L’objectif de ces licences est d’offrir une alternative qui s’inspire du monde des logiciels libres.
Il s’agit de tenter de préserver le respect des droits d’auteur, ainsi de permettre une diffusion large de l’œuvre. Par les licences entourant les logiciels libres, ou licences OPEN SOURCE, l’auteur autorise la copie, la diffusion et la modification de son œuvre, à condition que les sources soient citées et rendues accessibles.
Il existe d’autres mécanismes de licences libres, plus restrictifs, tels que la licence COPYLEFT, ou encore les licences semi-libres, pour lesquelles sont restreintes soit la diffusion de l’œuvre, soit les possibilités de modifications de l’œuvre.
Ces licences libres s’inspirent de la licence GNU/GPL, conçue par Richard STALLMAN en 1983 pour les logiciels libres, puis fixée par la FREE SOFTWARE FOUNDATION en 1989.
A titre d’exemple, la licence GPL (General Public License) autorise la copie, la modification et la diffusion du logiciel, et définit également les conditions de distribution de ce logiciel, afin d’interdire un droit de propriété absolue. L’auteur cède par cette licence, à titre gratuit, ses droits patrimoniaux, et notamment ses droits de reproduction et de représentation, sans limite. Le code source du logiciel est accessible à l’utilisateur qui a comme obligation, lors de la rediffusion, de diffuser également le code source modifié par ses soins.
Cette licence a été adaptée en droit Français par la licence CeCILL .

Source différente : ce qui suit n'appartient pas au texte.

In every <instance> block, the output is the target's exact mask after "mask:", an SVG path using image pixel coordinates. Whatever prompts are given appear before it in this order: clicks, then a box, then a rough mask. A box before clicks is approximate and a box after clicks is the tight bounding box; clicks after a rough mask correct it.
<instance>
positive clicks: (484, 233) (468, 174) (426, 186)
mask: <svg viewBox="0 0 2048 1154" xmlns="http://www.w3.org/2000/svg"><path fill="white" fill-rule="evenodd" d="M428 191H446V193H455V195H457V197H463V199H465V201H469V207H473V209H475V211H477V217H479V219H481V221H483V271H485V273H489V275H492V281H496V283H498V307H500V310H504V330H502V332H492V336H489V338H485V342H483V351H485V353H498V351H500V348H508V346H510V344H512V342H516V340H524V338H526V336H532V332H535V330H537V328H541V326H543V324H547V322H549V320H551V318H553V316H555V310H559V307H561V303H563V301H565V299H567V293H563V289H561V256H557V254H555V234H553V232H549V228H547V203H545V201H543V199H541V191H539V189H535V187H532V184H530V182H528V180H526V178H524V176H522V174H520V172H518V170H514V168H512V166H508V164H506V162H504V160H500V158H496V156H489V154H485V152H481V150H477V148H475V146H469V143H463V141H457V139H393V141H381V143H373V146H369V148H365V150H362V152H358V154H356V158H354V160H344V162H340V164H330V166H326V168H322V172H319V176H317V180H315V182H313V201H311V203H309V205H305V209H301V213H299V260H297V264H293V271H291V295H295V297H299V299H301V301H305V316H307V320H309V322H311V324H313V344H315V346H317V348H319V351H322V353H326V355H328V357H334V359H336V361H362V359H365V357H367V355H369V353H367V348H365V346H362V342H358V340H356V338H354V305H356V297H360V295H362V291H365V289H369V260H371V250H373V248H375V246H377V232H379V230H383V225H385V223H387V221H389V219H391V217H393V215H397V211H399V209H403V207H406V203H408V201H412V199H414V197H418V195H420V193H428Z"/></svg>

S’inspirant de cette démarche, la licence CREATIVE COMMONS cherche à fournir un cadre juridique à la diffusion d’œuvres protégées par le droit d’auteur, sous forme numérique, sur Internet.
La licence CREATIVE COMMONS cherche à adopter un équilibre, en permettant aux auteurs de diffuser librement leur travail, mais en leur permettant également de se réserver certains droits.
Ainsi, par ces licences, le public est autorisé à réaliser des diffusions, sous réserve des conditions posées par l’auteur.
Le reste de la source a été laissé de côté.